This 49 sq.m apartment was carved from the un-modernised first floor
of a six storey, mid–Victorian white stucco terrace originally built in
1860.
All the existing internal walls and suspended ceilings were removed.
The main concept behind the works was to make the apartment appear
larger than it really is. This was achieved by using a minimum palate
of materials and colours with clean uninterrupted lines and allowing
surfaces and planes to flow and slide past each other. The apartment
has great natural light and this was further enhanced with the lighting
scheme. The result is a clean, streamlined space that is great for
entertaining.
The compact kitchen area was raised 1.4m off the level of the main
floor area in order to provide some separation between the kitchen and
the sitting room while still keeping an open plan feel to the space.

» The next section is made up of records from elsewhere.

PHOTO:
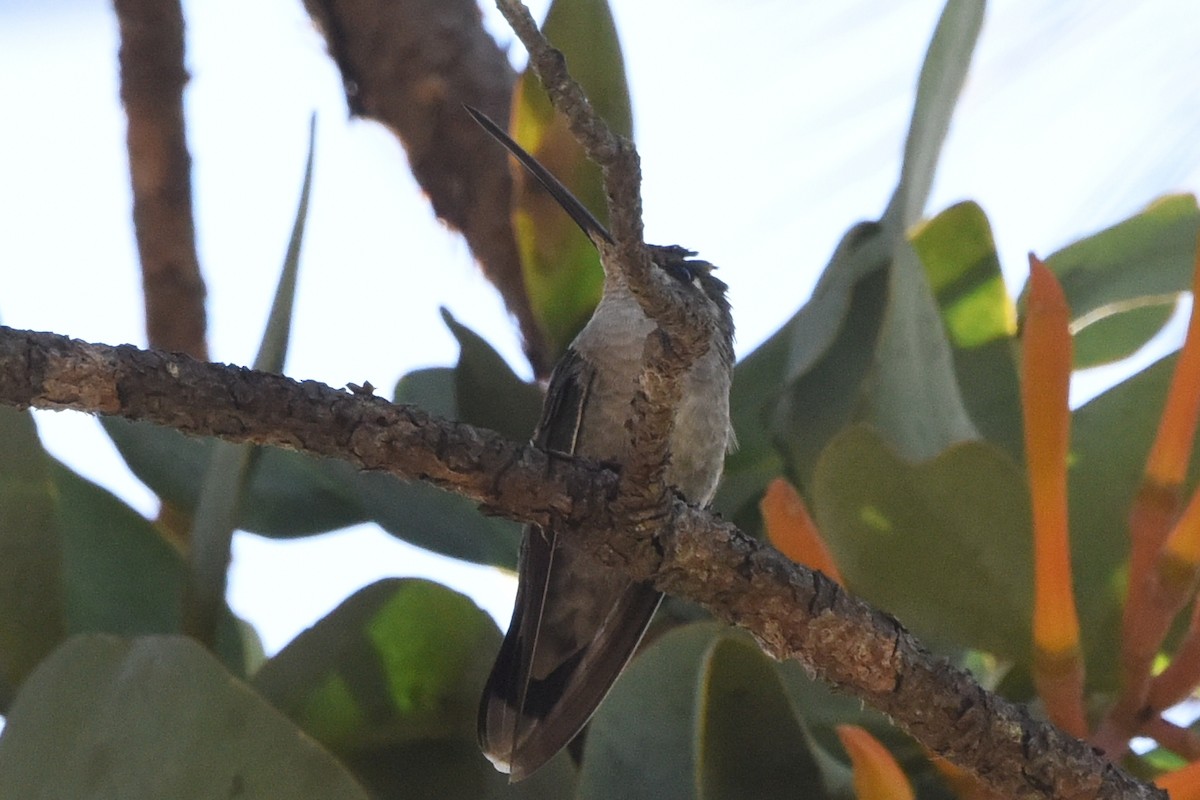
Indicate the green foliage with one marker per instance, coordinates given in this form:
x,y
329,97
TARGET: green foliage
x,y
155,717
891,398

This enabled a ‘crawl space’ below the kitchen to be formed for
useful storage. The kitchen was still kept very ‘open’ so that space
flows through it without creating any feeling of enclosure. The kitchen
was designed so that it almost did not look like a kitchen. When not in
use the sinks are covered with flush stainless steel lids (as in yacht
kitchens) to give more worktop area when needed.
“For architect Jonathan Clark, space is not the final frontier. He's already proved he can master this dimension in his one bedroom flat in West London. With its Tardis-like proportions, it is a miracle of topology. Every centimetre of its compact 49 square metres has been carefully considered and inventively redefined.”